Queensbridge teen’s coach fired after trying to memorialize her
By Joseph Staszewski

Kasim Alston has been fired as the Bishop Loughlin varsity girls’ basketball coach after leading the school to the state Federation Class A title last season, he told TimesLedger Newspapers. Assistant Coach Chez Williams was promoted to the head job.

Alston got into a heated argument at a Sept. 17 coaches’ meeting with athletic director Angela Proce over the direction of the second annual Chicken Stop the Violence Classic, a one-day girls’ basketball event in memory of Tayshana “Chicken” Murphy, Alston’s goddaughter and a former Loughlin player, who was shot dead Sept. 11, 2011.

According to Alston, Proce abruptly told him the school would have hosted a stop-the-violence-themed event in December, but did not want Murphy’s name associated with it. Upon hearing that, Alston lost his temper and told Proce that “the school wasn’t [expletive],” Alston said.

Proce told Principal James Dorney and Alston was eventually fired Sept. 24.

“I’m like Chicken’s father,” said Alston, who was set to start his third season as head coach. “I lost a loved one. Maybe [Proce] didn’t mean to come off the way she did, but she came at it the wrong way.”

Loughlin didn’t host last year’s event, which was at Nazareth. Murphy was expelled from the school after getting into a fight at a boys’ basketball game midway through her sophomore year in 2010, but the team dedicated its title run to her last season.

Alston would have liked a chance to discuss the continuation of what he hoped would be an annual game. Instead, he became the second consecutive coach fired after winning the state Federation Class A crown. Molloy’s Tom Catalanotto was dismissed in 2011.

“We could have set up something, had a meeting,” Alston said. “Then she could have told me how she felt …. To me … they still hold a grudge for something Chicken did in 10th-grade.”

Proce referred all comment to Dorney, who refused to discuss the incident, the reason for Alston’s departure and the school’s stance toward Murphy. He did say he appreciated what Alston did for the school during his six years there and wished him the best.

“That’s not anything I would discuss with people on the outside,” Dorney said. “Anything we do here is internal.”

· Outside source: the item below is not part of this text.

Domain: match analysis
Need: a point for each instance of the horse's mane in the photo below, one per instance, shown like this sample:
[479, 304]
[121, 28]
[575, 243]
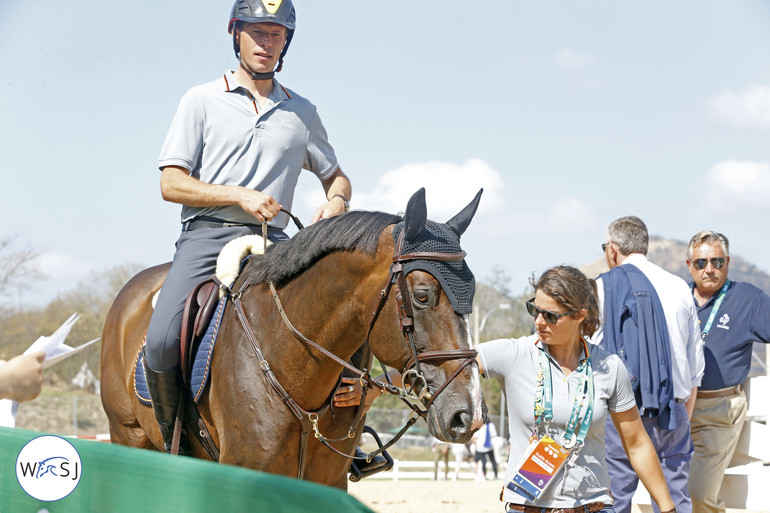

Dorney would not comment on whether he was happy with Alston’s achievements on the court. Alston won a Brooklyn/Queens Division II junior varsity title and helped guide the program to success after a winless season under former Coach Rocco Romano in 2010. Dorney also disputed Alston’s claim that the school has not done anything for the players after winning a state title, something Alston voiced at the school’s awards dinner.

“We did,” Dorney said. “But again that’s internal things that we do and I wouldn’t go into detail.”